Under the terms of the Edca, the US undertaking is to provide training and exercises for military purposes, as well as disaster relief assistance, by stationing American forces on a rotational basis in the Philippines. Toward these ends, the United States is given rent-free use of Philippine locations where it can bring equipment, vehicles, supplies, and weaponry, with the United States retaining ownership of these movable properties. The Philippines will have to pay for these movable properties if it wants to acquire them. The United States can also construct, renovate, and expand permanent structures that will be used for these activities. Ownership of the structures will be given to the Philippines if these are no longer used by the United States, but the latter has the right to demand payment for its construction expenses.
When she was the US secretary of state, Democratic Party presidential frontrunner Hillary Clinton said America remained neutral in the dispute between the Philippines and China over the Spratly Islands. Clinton declared: “The United States does not take a position on any territorial claim because any nation with a claim has a right to assert it, but they do not have a right to pursue it through intimidation or coercion.”

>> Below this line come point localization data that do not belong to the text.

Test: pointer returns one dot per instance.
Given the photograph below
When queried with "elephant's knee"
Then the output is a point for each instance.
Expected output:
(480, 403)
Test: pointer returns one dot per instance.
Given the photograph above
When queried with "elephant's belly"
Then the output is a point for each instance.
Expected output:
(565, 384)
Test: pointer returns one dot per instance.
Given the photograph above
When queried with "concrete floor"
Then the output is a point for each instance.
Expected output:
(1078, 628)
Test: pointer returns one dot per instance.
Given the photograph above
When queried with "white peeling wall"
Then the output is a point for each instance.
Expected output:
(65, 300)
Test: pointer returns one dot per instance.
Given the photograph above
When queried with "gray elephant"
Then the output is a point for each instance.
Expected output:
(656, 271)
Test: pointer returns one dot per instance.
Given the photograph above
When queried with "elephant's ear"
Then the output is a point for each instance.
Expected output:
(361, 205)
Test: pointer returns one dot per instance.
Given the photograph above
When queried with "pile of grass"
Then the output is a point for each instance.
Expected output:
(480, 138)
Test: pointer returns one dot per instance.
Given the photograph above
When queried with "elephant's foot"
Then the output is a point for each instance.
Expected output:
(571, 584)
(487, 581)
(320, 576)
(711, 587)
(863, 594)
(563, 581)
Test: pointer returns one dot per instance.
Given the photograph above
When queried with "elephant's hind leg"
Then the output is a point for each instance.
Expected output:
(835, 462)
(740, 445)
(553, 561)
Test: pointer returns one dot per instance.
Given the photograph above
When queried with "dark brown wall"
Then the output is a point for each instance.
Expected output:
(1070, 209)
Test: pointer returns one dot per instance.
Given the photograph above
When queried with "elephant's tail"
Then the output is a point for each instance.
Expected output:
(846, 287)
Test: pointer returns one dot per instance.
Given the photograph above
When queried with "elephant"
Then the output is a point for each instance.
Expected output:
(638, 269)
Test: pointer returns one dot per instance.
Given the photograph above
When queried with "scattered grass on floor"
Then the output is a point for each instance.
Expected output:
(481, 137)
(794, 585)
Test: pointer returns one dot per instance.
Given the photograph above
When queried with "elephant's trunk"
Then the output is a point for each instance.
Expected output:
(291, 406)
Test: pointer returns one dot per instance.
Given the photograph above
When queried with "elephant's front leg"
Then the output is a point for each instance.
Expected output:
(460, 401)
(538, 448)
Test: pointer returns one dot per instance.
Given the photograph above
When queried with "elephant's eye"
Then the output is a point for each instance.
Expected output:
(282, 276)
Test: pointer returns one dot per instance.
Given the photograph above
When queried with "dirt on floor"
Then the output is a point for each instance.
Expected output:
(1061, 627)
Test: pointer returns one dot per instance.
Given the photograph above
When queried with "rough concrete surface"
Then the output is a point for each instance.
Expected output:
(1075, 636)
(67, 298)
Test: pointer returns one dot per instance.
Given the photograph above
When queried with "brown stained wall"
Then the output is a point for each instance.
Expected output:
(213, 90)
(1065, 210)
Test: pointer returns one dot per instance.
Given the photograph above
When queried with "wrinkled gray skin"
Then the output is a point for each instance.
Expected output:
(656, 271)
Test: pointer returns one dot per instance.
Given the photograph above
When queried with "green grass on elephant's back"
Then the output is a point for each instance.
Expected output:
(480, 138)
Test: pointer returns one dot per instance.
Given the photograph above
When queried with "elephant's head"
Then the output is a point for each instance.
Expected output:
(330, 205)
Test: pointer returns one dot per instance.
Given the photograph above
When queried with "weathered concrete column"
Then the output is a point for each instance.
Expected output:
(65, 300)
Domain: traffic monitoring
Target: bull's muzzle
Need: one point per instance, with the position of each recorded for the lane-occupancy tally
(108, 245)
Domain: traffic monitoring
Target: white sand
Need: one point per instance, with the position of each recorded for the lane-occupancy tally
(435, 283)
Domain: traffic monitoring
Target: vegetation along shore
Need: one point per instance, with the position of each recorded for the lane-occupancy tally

When US President Barack Obama visited the Philippines in 2014, he was asked if America would help the Philippines in case of armed conflict in the Spratly Islands. In his response, he used diplomatic words that still made clear that the United States would remain neutral: “We are an Asia-Pacific nation and our prominent interest is peaceful resolution of conflict… And we don’t even take specific positions on the disputes between nations.”
In total contrast to its position of neutrality in the territorial dispute between the Philippines and China, America has given complete assurance that it would come to the military defense of Japan if there is armed conflict over the Senkaku Islands in the East China Sea, which is occupied by Japan but also claimed by China. Obama declared in April 2015: “I want to reiterate that our treaty commitment to Japan’s security is absolute, and that Article 5 [of the treaty] covers all territories under Japan’s administration, including Senkaku Islands.”
In addition to the Edca, the Philippines has the 1951 Mutual Defense Treaty with America, where both countries declared that they would support each other if either country were to be attacked by an external party. Notwithstanding this treaty, the United States has not made the same assurance of military defense of the Philippines in its dispute with China over the Spratlys.
The United States has never acknowledged that the Philippine-occupied islands and shoals in the Spratlys are undisputed parts of Philippine territory, and this is both reason and excuse why it has never committed to defend the Philippines in an armed conflict with China over these territories.
What the United States has consistently stated as its interest in the West Philippine Sea is to stop China from impeding the “freedom of navigation” in what America considers as international waters.
We Filipinos must open our eyes to the reality that America’s interest in stationing its military forces on our shores is for the purpose of stopping China from changing the nature of the West Philippine Sea as international waters and restricting the free navigation of US military and commercial air and sea vessels. US forces are on our shores to protect US national interest in keeping the sea lanes open for US vessels.
The Philippines may derive collateral benefits from America’s deployment of its forces within Philippine territory, but there should be no illusion that it has come to our islands as a white knight ready and willing to defend the Philippines against China.